As we move into the summer months, through the many changes we are facing together, and into the new academic year this fall—this is your charge: How will you contribute to sustaining and building a vibrant and healthy sense of community together with your DePaul colleagues?

Submit your own recommendations as a response to this blog post or follow our Mission and Ministry LinkedIn group, which we will begin to use more often in the future as a place to share reflections on the workplace in light of anticipated changes with DePaul Newsline in the summer and the coming year. Perhaps by the time a new academic year begins, we can initiate some new efforts to weave or re-weave the fabric of our communal life and work intentionally toward thriving as “a community gathered together for the sake of the mission,” just as Vincent de Paul first envisioned.

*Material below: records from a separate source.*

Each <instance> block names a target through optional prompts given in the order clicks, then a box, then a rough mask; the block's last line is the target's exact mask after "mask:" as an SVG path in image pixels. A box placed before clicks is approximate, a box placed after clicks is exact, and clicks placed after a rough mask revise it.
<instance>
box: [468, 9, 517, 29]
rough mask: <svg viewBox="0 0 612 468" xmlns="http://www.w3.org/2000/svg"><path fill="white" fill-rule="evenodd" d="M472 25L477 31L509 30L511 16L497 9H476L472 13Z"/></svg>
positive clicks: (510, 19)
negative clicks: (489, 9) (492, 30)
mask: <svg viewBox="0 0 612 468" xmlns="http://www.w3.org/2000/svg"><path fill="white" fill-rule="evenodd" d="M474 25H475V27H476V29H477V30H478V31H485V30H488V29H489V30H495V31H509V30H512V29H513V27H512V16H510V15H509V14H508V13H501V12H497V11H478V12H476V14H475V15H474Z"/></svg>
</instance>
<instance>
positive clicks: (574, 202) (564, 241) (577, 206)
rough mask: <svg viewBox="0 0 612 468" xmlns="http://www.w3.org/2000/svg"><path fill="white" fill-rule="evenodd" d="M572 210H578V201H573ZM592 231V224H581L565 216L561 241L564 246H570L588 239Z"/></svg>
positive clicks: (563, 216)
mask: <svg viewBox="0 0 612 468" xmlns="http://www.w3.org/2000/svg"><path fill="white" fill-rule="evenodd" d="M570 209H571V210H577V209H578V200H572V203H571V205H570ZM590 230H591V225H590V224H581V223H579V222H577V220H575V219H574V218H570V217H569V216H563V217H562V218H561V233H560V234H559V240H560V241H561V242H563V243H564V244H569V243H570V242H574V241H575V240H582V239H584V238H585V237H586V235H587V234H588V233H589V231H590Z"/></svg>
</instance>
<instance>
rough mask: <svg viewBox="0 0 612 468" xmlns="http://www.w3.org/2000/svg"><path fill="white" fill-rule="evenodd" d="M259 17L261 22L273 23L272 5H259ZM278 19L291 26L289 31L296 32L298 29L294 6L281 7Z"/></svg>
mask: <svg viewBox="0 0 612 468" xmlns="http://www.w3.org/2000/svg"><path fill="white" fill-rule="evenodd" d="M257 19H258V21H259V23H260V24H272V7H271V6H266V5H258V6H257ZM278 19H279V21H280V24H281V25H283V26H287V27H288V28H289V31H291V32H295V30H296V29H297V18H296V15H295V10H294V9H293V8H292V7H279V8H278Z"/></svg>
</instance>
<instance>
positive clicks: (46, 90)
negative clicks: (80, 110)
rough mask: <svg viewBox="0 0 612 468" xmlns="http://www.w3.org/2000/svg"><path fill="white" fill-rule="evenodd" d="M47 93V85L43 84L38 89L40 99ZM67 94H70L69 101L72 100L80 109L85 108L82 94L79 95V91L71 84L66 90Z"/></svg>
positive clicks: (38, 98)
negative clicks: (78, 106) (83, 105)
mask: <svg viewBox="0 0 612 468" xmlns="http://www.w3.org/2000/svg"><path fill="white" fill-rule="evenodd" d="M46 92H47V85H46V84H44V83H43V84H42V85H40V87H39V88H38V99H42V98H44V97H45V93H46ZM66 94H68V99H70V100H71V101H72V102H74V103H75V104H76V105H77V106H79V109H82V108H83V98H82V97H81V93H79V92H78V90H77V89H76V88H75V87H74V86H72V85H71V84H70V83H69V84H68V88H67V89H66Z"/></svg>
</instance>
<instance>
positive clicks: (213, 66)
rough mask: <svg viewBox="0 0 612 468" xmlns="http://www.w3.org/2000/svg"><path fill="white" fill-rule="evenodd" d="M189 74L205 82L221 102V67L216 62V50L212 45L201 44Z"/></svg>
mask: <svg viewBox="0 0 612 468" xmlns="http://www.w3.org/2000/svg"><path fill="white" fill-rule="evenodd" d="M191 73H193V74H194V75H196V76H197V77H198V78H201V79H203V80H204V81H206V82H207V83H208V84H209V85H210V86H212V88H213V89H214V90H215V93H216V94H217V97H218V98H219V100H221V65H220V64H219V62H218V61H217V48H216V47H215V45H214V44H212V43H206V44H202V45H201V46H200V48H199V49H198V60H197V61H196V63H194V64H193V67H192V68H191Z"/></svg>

Reflection by: Mark Laboe, Associate VP, Mission and Ministry

[1] Conference 1, “Explanation of the Regulations,” July 31, 1634, CCD, 9:2. Available at https://‌via.‌library.‌depaul.‌edu/‌‌‌vincentian_ebooks/34/.

[2] See: Christine Porath, Mastering Community: The Surprising Ways Coming Together Moves us from Surviving to Thriving (New York: Balance Books, 2022); and C.M. Pearson and C.L. Porath, The Cost of Bad Behavior: How Incivility Is Damaging Your Business and What to Do About It (New York: Portfolio, 2009).